PolyNetworkから6億ドルの暗号通貨が盗まれ、返還された
分散型金融(DeFi)プラットフォームの Poly Network において、6億ドル以上のデジタルコインが盗み出され、史上最大規模の暗号通貨強盗となったが、48時間以内にほぼすべての資産が返還された。
Poly Networkは、ユーザーが異なるブロックチェーン間でトークンを転送または交換できるようにするプラットフォームです。今回のハッキングは、トークンをいつ相手に渡すかを指示するスマートコントラクトの脆弱性を悪用したことが判明。ハッカーは、「楽しみのため」にやったと言いつつも、ホワイトハットを名乗り「脆弱性を公開するため」にやったとも言い、その本心は不明だが、大金の資金洗浄が困難だと判断して資金を返還したのではないかと推測されている。

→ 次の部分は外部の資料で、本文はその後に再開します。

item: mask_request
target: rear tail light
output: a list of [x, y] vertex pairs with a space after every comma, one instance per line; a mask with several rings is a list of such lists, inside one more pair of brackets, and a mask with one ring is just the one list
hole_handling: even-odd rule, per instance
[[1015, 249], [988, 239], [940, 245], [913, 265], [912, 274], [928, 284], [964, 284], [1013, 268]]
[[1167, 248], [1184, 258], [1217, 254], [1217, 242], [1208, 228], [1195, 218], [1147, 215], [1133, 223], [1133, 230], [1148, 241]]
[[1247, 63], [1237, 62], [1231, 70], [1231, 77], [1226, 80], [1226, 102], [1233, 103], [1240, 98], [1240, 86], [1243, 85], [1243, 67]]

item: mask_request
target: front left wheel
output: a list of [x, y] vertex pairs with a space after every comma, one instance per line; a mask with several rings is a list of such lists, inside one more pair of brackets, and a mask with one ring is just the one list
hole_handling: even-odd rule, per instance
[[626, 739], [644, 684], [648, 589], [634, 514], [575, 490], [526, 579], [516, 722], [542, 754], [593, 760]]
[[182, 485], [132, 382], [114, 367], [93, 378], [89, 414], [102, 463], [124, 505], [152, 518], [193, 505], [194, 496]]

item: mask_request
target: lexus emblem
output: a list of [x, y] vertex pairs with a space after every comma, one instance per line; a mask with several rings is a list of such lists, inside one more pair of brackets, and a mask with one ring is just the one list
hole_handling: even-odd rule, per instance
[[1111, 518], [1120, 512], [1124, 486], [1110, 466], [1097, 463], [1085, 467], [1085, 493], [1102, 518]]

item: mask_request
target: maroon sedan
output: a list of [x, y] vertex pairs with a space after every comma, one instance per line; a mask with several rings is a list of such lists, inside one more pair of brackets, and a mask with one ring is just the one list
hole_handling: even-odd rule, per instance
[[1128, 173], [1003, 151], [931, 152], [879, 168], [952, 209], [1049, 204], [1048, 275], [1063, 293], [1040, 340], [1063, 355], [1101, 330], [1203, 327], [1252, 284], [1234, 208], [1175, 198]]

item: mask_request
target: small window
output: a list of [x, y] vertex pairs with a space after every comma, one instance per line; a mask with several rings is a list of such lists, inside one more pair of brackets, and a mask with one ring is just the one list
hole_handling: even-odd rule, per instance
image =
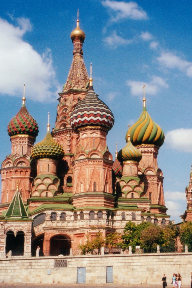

次世代ブレイン・コンピューター・インターフェースに向けて一歩前進
ブレイン・コンピューター・インターフェース(BCI)は、脳や脊髄に損傷を受けた人が体を動かしたり、コミュニケーションを取ったりすることを支援する。現在のBCIシステムは、1つか2つのセンサーで脳内の数百の電気信号をサンプリングしており、より多くの脳細胞からデータを収集するシステムが必要だと考えられてる。今回、塩粒ほどの独立した無線マイクロスケール神経センサー「ニューログレイン」を50個使用し、ラットの神経活動を記録することを実証した。かつてないほど詳細に脳信号を記録することを可能にするという。
Qualcommとカリフォルニア大学サンディエゴ校と他の2大学が参加する専門家チームがNature Electronics誌に研究成果を発表。